Después que en septiembre de 2005, el Presidente Lagos le puso su firma a la constitución de 1980, declaró que la Constitución “ya no nos divide, sino que es un piso institucional compartido” y que “no es más un dique en la vida nacional”. La entonces candidata Michelle Bachelet, dijo que ahora solo faltaba cambiar el binominal. Parecía que se acaba el debate constitucional. Incluso desde La Moneda hablaron de una “nueva constitución.”

 

Pero eliminar enclaves autoritarios y borrar el nombre de Pinochet de la carta fundamental no bastaban para terminar con su origen ilegítimo, su espíritu autoritario y sus altos quórums para futuras reformas. Ahora bien, ninguno de esos tres elementos es suficiente para justificar una asamblea constituyente. Muchas constituciones ilegítimas en su origen se legitiman en su ejercicio. El espíritu autoritario puede devenir en espíritu democrático con reformas que permitan a la gente apropiarse de sus derechos y responsabilidades. Los quórums pueden ser modificados. Pero esto requiere una clase política que se entienda como representante del pueblo soberano y no como fideicomisaria de un legado autoritario y excluyente.

 

Hoy, el debate vuelve a dividir a la clase política. Mientras la Alianza se disciplina en la defensa de la constitución, la Concertación y la oposición aparecen divididas. Diputados y senadores de izquierda—e incluso precandidatos presidenciales—discuten los mecanismos para la convocatoria de una asamblea constituyente. El senador Escalona dijo que hablar de asamblea constituyente era “fumar opio”. El senador Ignacio Walker advierte con el cuco de la constituyente para lograr reformas constitucionales ahora. Para algunos, bastaría con eliminar el binominal—aunque no haya acuerdo sobre su reemplazo—para ahuyentar el fantasma de la constituyente.  Si además se aprobara la elección directa de CORES e incluso intendentes, el exorcismo constituyente sería completo.

 

Como un paciente con problemas de salud, Chile enfrenta dos diagnósticos opuestos.  Están los que creen que no pasa nada y los que advierten el inminente debacle.

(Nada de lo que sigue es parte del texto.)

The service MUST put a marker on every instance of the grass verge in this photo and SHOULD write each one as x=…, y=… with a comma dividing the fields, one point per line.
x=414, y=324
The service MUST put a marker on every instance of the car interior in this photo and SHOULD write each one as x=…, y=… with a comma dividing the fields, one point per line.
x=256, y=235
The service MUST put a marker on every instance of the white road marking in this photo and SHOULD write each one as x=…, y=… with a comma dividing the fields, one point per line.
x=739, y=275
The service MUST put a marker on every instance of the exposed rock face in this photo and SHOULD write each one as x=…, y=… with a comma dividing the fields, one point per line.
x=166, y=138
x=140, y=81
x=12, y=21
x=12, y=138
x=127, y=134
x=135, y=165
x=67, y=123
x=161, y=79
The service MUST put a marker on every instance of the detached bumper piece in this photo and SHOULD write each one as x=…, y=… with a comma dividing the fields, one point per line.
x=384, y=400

Una lectura más correcta reconoce la existencia de problemas—algunos arrastrados, otros resultados de nuestro éxito en reducción de pobreza y en crecimiento de la clase media. Sin descartar ninguna opción, pero también sin minimizar el problema, un buen plan debiera partir inmediatamente con las reformas más abordables—como el sistema electoral y la elección directa de intendentes en noviembre de 2013. Porque la salud del paciente está en juego, no debiéramos oír ni a los médicos ansiosos de aplicar el bisturí ni a los que creen que los problemas se solucionan solos.